А. И.: И у вас есть второе воплощение!
Э. М.: Медики обнаружили и третье.
Пожалуйста, расскажите всем свои знакомым о тех тайнах, что открываются в этой статье! Пусть они ничего не скрывают от нас!
В 1935 году закатилось Солнце Константина Эдуардовича Циолковского. Его жизнь — сплошной космизм — была космически глубока и необозрима. Например, мало кому известно дело о гомункулусах, произошедшее в Москве, в 1928 году. До сих пор все материалы по делу закрыты для общественности — сначала их скрывали в КГБ, сейчас — в ФСБ. И всему причина одна — они опасаются, что народ узнает об апокалипсисе.
Но обо всем по порядку.
В 1928 году Циолковского вызвали к Сталину. Речь шла об алхимии. В довоенном советском аппарате служило множество оккультистов и мистиков. И когда в развалинах одной из дворянских усадеб была обнаружена средневековая рукопись, ей заинтересовались на самом верху.
При анализе древнего текста, советские ученые обнаружили, что в условиях современности гомункулуса — человечка из пробирки — можно вырастить, положив запечатанный сосуд с мужским семенем в кал рыжеволосой работницы металлургического завода ровно на три дня.
И вот, тайно пошел поиск рыжеволосых тружениц металлургии. По свидетельству П. Е. Селиверстова, десять девушек, удовлетворяющих ряду требований (девственность, особое положение звезд в момент рождения и т. п.) были отосланы в Москву, на празднование 8 марта (как избранные ударницы производства!). Доподлинно не известно, что произошло с невинными участницами диавольского действа, вероятно, их расстреляли.

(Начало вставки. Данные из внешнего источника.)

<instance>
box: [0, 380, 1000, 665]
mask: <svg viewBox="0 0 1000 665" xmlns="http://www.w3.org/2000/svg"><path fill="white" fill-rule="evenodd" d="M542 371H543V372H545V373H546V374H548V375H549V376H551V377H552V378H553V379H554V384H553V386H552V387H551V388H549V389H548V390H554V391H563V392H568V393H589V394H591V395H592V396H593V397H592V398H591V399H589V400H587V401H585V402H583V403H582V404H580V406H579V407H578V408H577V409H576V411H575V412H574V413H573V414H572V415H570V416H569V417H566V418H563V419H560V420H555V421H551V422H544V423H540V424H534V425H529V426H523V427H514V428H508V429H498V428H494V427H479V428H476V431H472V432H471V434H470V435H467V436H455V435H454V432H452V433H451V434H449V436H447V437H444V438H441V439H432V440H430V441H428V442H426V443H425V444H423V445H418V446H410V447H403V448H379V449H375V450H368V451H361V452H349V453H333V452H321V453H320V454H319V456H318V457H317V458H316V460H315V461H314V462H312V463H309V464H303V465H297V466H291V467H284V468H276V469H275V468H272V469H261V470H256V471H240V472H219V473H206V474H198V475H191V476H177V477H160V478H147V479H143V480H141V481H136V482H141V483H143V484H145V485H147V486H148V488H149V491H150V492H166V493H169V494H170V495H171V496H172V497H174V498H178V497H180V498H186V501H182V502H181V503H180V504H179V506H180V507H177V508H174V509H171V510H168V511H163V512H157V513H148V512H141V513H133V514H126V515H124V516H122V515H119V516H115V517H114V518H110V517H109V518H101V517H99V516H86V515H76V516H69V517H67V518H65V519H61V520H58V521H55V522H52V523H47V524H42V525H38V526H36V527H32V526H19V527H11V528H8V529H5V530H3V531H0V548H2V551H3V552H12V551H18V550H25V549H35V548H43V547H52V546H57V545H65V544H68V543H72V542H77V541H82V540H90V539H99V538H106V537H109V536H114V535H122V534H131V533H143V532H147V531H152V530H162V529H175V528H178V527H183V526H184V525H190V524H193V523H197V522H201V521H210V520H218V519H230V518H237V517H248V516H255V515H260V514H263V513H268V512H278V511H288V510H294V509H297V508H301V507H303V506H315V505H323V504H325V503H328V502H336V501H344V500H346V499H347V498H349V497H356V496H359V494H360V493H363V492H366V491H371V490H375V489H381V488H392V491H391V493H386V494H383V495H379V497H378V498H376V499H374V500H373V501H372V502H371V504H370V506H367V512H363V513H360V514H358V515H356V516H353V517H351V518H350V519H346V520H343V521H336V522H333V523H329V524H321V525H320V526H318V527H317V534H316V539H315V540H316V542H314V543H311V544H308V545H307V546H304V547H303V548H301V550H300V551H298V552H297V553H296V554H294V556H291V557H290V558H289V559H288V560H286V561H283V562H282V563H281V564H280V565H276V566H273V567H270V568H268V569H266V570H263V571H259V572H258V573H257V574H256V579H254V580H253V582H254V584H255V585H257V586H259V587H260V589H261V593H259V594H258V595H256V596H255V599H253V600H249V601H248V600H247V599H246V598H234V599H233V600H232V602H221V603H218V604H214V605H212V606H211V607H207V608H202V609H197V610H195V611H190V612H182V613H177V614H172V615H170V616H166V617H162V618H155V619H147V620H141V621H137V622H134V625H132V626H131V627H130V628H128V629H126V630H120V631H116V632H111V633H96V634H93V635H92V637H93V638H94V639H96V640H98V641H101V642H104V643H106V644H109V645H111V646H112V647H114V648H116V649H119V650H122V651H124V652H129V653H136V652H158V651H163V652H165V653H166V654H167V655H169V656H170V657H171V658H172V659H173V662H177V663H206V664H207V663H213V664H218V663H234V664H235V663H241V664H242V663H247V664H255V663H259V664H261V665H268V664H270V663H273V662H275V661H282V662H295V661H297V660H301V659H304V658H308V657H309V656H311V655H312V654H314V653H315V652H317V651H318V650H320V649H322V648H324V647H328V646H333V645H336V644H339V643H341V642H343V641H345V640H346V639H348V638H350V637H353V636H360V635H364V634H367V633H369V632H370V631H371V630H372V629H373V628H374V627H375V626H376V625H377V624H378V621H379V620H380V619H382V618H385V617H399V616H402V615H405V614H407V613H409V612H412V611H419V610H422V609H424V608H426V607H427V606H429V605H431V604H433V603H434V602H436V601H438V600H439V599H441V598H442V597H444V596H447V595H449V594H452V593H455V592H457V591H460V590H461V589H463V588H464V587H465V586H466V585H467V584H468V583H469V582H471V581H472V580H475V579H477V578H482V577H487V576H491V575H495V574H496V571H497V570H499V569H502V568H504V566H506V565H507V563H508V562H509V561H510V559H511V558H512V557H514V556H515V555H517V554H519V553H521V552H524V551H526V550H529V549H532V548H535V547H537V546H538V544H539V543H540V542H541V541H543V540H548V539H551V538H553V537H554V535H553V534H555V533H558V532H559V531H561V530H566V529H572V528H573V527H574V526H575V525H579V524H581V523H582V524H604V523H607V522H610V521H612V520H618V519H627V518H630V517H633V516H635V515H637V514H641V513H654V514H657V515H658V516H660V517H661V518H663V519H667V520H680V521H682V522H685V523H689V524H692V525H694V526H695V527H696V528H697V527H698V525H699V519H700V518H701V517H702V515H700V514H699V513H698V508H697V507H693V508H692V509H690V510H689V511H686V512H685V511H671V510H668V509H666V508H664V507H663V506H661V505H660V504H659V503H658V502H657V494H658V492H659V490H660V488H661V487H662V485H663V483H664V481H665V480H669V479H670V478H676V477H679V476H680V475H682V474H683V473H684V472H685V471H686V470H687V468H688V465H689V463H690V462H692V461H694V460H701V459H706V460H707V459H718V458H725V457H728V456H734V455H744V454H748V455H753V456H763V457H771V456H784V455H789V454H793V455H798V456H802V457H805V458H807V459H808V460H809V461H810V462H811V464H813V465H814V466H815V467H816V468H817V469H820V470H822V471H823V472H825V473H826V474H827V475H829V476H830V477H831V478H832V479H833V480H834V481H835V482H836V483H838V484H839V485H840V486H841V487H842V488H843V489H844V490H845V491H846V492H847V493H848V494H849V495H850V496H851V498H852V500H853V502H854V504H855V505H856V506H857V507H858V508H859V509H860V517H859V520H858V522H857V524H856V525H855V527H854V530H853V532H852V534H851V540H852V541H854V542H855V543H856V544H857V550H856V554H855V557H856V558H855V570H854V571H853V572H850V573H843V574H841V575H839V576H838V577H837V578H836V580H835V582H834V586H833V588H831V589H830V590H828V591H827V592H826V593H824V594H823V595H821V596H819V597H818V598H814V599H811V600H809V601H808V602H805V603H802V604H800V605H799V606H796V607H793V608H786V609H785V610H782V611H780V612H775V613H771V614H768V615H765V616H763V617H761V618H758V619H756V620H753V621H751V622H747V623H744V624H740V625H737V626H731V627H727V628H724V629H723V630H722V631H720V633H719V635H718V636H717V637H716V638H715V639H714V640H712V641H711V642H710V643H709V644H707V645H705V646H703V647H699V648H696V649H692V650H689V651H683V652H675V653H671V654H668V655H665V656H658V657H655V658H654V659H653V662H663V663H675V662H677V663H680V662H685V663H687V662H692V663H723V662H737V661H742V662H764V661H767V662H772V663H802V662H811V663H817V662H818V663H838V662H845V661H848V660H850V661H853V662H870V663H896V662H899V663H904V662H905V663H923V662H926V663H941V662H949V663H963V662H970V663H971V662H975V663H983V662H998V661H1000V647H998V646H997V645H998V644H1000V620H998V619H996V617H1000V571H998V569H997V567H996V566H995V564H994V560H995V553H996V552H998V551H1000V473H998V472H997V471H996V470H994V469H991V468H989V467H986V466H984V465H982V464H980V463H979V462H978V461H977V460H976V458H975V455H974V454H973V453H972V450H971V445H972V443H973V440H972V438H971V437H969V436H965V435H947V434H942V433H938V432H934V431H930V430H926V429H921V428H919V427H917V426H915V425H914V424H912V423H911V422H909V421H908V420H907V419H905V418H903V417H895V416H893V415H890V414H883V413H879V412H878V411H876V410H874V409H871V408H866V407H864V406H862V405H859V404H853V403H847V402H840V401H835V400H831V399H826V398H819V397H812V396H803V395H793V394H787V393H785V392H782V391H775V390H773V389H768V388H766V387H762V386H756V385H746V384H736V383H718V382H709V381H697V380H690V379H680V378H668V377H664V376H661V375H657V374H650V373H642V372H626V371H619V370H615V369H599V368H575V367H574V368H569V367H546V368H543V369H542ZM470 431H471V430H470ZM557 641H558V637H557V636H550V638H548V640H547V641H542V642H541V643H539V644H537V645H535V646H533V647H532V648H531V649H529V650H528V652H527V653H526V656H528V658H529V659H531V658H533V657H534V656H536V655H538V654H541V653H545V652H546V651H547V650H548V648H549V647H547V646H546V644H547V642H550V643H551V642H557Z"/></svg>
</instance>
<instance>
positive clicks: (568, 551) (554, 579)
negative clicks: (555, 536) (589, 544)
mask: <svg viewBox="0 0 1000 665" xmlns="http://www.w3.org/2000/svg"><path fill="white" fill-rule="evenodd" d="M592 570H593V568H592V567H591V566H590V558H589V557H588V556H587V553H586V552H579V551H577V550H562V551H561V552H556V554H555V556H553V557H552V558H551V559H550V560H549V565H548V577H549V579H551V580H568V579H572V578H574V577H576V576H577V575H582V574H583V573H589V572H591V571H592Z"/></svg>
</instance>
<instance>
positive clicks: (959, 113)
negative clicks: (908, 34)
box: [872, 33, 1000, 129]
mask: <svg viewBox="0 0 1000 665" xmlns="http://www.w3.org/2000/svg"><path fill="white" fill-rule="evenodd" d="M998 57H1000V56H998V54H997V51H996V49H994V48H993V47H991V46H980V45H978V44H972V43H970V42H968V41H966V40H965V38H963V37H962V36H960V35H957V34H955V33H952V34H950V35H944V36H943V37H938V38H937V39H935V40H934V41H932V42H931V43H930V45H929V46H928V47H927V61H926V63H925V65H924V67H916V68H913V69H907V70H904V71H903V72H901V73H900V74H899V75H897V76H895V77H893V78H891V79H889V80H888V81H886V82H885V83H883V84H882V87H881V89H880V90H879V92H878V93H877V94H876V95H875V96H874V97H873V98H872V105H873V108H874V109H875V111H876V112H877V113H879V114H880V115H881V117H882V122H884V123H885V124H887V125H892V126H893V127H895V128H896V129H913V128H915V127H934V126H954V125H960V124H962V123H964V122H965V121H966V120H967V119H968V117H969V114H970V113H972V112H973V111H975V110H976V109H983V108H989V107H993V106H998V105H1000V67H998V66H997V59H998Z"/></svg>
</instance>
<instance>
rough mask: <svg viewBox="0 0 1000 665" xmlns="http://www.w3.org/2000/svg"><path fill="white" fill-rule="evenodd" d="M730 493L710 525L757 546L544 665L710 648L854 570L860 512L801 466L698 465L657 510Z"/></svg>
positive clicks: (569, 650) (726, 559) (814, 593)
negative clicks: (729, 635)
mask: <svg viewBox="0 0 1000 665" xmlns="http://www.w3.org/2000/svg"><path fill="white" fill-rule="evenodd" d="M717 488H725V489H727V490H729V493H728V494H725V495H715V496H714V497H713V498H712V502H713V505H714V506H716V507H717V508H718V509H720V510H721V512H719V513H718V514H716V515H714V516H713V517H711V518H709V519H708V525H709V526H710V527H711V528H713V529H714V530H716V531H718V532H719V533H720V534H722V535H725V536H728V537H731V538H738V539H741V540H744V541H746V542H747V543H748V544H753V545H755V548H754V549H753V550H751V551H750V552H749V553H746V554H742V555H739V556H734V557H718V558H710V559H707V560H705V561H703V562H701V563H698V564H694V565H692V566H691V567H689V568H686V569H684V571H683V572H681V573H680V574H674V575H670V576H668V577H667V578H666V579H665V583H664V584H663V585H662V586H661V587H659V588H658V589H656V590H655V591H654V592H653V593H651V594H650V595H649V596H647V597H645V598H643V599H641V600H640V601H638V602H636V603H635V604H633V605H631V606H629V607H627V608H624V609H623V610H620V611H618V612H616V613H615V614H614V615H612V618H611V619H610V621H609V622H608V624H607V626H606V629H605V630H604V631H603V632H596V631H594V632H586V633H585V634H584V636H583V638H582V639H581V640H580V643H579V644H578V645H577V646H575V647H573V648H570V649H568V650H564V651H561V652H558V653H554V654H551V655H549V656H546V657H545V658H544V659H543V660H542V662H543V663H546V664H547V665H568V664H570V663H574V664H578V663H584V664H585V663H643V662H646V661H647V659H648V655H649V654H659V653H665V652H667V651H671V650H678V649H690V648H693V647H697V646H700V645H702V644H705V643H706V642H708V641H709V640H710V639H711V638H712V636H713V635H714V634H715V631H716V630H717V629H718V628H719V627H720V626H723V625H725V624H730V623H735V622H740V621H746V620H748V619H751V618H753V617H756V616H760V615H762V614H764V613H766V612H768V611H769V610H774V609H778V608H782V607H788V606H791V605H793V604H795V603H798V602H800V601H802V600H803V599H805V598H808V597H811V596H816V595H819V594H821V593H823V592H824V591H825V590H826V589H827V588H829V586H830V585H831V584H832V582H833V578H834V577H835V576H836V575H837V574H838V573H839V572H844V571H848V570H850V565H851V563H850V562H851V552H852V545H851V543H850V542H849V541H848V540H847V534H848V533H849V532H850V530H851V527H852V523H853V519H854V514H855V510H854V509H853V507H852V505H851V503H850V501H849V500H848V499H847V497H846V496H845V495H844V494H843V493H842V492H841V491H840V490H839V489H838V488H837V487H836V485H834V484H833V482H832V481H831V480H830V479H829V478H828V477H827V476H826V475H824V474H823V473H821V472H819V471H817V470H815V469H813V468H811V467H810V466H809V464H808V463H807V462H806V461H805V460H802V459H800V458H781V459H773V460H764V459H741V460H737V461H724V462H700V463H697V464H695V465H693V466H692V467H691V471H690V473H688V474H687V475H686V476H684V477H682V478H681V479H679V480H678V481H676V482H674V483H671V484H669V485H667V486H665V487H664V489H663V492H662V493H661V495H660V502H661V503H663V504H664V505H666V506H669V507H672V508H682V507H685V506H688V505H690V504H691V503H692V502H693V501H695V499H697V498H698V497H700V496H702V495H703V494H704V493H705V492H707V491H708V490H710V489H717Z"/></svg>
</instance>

В Кремле, вместо обеда со Сталиным по поводу восьмого марта, произошел забор кала (особый церемониал!), и фекалии рыжеволосых «ударниц труда» были отправлены в один из НИИ.
Но какова роль Циолковского в этом бесовстве?..
Так вот. Нас обманывали. Первый пуск ракеты в космос произошел с тайного сибирского полигона, еще в 1928 году! Циолковский должен был собрать собственное семя для погружения десяти бутылей в кал. Кроме того, ученый руководил пуском ракеты с гомункулусами на луну.
А кал хранился в московском НИИ в особых условиях, «дожидаясь» спермы советского гения. Когда сосуды с жидкостью Циолковского были погружены в нечистоты, и пошел отсчет этих самых «трех дней» до рождения гомункулусов, серый и неприметный институт был буквально оцеплен. Все работники были заточены в здании, не имели никакой возможности выйти на белый свет.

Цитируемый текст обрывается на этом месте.